While the health, human performance and recreation department works on the diet and fitness aspect of Curves, the engineering and computer science department is updating the look and design of the machines.
"Right now, the machines are mechanical. The next generation will be electronic," said Dr. Ian Gravagne, professor of engineering.
The Curves fitness program uses hydraulic machines that conform to the strength of the user. In other words, a stronger user can operate the machines at a faster pace and in turn feel more resistance. Weaker users work out at slower paces with less resistance.
The advantage of the Curves program is that participants don't have to change the weight of machines between use.
"What you put into it is what you get out of it," St. Louis senior and Curves instructor Rachel Farris said.
Farris said she is impressed with most of the machines because they aren't hard on the body.
"Just like with any science, there are always ways you can tweak it.
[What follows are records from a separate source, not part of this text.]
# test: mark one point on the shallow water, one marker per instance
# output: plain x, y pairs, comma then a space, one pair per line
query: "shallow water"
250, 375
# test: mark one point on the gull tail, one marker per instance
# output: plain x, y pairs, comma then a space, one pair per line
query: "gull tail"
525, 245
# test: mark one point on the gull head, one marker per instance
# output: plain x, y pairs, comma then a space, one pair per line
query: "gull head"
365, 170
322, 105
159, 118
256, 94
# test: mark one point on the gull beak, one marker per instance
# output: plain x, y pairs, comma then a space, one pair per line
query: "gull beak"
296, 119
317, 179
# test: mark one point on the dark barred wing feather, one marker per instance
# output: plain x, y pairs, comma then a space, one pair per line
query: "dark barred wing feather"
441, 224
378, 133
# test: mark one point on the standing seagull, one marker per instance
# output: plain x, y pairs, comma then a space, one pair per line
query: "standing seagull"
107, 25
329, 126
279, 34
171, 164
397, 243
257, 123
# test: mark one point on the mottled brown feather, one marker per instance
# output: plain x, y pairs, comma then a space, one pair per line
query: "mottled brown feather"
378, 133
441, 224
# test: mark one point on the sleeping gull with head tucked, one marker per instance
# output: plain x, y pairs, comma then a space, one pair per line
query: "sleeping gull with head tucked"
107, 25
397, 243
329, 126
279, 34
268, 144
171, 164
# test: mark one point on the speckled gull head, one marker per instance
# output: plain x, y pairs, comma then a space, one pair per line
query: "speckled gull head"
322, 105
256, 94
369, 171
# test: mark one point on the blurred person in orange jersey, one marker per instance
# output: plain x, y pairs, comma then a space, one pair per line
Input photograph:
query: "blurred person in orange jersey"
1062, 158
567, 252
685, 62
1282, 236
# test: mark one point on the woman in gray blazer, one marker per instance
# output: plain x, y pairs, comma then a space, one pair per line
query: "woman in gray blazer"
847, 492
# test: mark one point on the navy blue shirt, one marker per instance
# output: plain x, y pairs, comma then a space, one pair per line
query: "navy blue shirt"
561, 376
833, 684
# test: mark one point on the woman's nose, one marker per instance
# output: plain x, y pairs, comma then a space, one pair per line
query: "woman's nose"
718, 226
These improvements will optimize workouts more," Farris said.
Right now, the engineering and computer science departments are trying to adjust the geometric linkage and hydraulics of 13 machines to custom-fit each user's workout.
"These new machines will be able to track how hard you worked out from session to session," Gravagne said.
The statistics from previous workouts will be stored on the machines, and users can keep track of their progress.
One problem with circuit training is that there isn't time to adjust machines for resistance, like with other machine weights. Another aspect of these "smart machines" will be the ability to automatically adjust to the user's physical traits.
Although they're in between idea and prototype stages right now, Heavin wants to debut the new machines in the fall of 2006.